# Old home with lath board



## Mhc1315 (Jul 22, 2011)

I'm about to close on a hundred year old house that is a bit of a fixer upper. The home has lath board everywhere and it looks kinda bad and is cracking in a couple places. I would like to put dry wall in the home and I'm wondering if I should just dry wall right over it or if I should remove the lath first. Thanks in advance for your input


----------



## AGWhitehouse (Jul 1, 2011)

Remove the lath and plaster and apply the gyp right to the studs.


----------



## 1910NE (Sep 5, 2010)

I would personally remove the plaster. Lathe....probably. Keep in mind that the studs on those older homes are very likely smaller dimensionaly than the 2x4 that we think of today. In my old house (1910) all of the original studs under the lathe and plaster are 3" instead of 3 1/2. not a big deal so long as you take that into account when doing other projects.


----------



## bjbatlanta (Jul 16, 2008)

Tearing out the old will give you access to run new wiring, plumbing, HVAC if needed. I'd remove it if it were mine. If you decide to go over it, you can use 1/4"....


----------



## concretemasonry (Oct 10, 2006)

Do a little exploration to determine what the actual wall construction is.

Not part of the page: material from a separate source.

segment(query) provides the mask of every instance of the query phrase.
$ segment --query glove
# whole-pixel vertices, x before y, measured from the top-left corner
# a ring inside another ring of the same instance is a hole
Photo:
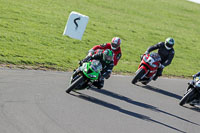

I bought a home that was built in 1917. The studs were full 2x4. Lath was applied. After that there was plaster. After that was a 1/16" thick "China coat" of very hard and very smooth finish.

When I saw what was there, any DIY patching would not be acceptable and a profession would be required. - It all depends on what you are dealing with. - I tried to buy the house back, but could not afford it now because of the value because it was restored properly.

Dick


----------



## chrisBC (Dec 28, 2010)

I would probably remove it all. Just keep in mind that this will change your wall thickness when you replace with drywall, so you may have to deal with this with your existing doors, among other things.


----------



## chrisn (Dec 23, 2007)

This is going to affect the value in you're home. If it were mine and it was at all possible to repair, I would fix it.


----------



## Maintenance 6 (Feb 26, 2008)

Depending on where and how it was constructed, some things you might encounter: Old plaster on wood lath is often pretty soft. It was put on with the idea that it squished through gaps in the lath and formed a hook down over the back of the lath to hold itself, forming a wall surface. Over the years those "hooks" break off and the plaster gets loose from the lath. There is no fixing that short of tearing out. The materials used were not like the plaster used later over rock lath or wire lath. Door jambs and window jambs were sized for the plaster thickness. If you drywall, they are going to need to be trimmed back, or you can shim the drywall out to match what was the surface of the old plaster. Having done this a buch of times, unless the house has some historical significance, I would get rid of the old plaster and lath. There is a good chance that the studs will be a full 2"x4" and not the 3-1/2x1-1/2 studs we use today. They are not likely to be straight either. Save some of the lath for shimming. If you gut down to the studs, you can rewire, and properly insulate. You'll have a much better job in the end.


----------



## Clutchcargo (Mar 31, 2007)

I'm currently doing this to my house now. 
Keep in mind when the walls are open, your imagination will run wild and scope creep will take over.


----------